Congrats on your new GSD!


----------



## MaggieRoseLee (Aug 17, 2001)

JKlatsky said:


> One of the things that's great about GSDs is that they can be very bonded to their handlers. Many won't listen to commands given by strangers. Why Should They? Spend time playing with her. Feeding her by hand is also a good bonding exercise. Hopefully the previous handler gave you a lesson or two in handling her so you know how to cue all her behaviors. In time I'm sure it'll be GREAT. Can't wait to see the pictures.


I agree with that. When any of us get an older dog there is a big adjustment for the dog with all the completely new people and life they now have to get used to. Some dogs adjust my being quiet and learning.

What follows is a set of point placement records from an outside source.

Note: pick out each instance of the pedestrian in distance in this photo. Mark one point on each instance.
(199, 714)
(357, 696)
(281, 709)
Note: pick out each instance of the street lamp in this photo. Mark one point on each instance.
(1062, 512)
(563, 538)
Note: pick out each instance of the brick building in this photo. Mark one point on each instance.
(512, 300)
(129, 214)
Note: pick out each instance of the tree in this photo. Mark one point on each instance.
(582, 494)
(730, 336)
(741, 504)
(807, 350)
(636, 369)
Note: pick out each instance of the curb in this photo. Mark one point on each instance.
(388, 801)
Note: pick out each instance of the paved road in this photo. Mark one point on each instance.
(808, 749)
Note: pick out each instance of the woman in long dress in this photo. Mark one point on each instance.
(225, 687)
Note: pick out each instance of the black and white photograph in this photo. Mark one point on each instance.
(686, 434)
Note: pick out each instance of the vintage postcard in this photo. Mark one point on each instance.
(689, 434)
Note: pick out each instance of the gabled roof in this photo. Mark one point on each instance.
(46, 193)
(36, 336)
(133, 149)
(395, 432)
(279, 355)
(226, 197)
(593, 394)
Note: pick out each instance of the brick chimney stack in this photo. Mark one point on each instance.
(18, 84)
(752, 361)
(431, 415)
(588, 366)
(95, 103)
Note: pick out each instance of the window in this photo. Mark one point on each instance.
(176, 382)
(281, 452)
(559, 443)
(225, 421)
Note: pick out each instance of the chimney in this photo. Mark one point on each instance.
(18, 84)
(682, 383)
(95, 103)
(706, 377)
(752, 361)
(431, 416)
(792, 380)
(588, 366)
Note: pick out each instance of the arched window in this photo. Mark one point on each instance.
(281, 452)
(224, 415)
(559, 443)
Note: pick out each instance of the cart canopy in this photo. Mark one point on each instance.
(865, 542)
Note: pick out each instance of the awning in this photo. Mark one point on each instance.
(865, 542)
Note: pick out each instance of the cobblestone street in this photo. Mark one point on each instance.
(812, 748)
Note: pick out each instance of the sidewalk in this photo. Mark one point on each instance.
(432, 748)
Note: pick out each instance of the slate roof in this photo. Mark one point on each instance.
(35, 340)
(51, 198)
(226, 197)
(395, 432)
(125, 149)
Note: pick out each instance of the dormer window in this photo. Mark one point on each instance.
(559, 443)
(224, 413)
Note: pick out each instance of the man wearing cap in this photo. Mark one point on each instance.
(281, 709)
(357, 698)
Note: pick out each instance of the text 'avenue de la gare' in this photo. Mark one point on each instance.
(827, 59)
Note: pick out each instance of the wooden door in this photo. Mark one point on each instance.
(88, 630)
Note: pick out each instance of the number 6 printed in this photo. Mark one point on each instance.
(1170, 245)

Some act out and are nightmares.

I'd really be taking car rides and going to new places to help bond the dog to you as the 'known' in that arena. Sign up and go to dog classes for the same reason. Doesn't matter the dog may know the commands already, they don't know the commands WITH you in a strange place and that's a huge difference.

I personally would learn clicker training as a fun new activity for the both of you that is only positive and earns the dog tons of treats. What dog won't love that!


----------



## Rerun (Feb 27, 2006)

Use the commands the dog already knows. The dog doesn't know you didn't grow up in Germany and couldn't care less if you are German, American, Hispanic, or an alien from Mars who speaks in a series of beeps and whistles. 

The dog will respond to you when you bond with it and work with it and he learns you are the new boss of the house. I wouldn't wait "months" to get him to bond and then begin responding. Start slow, and reinforce the behavior you want, corrrect the behavior you do not want. Use plently of positive praise initially and as few corrections as possible.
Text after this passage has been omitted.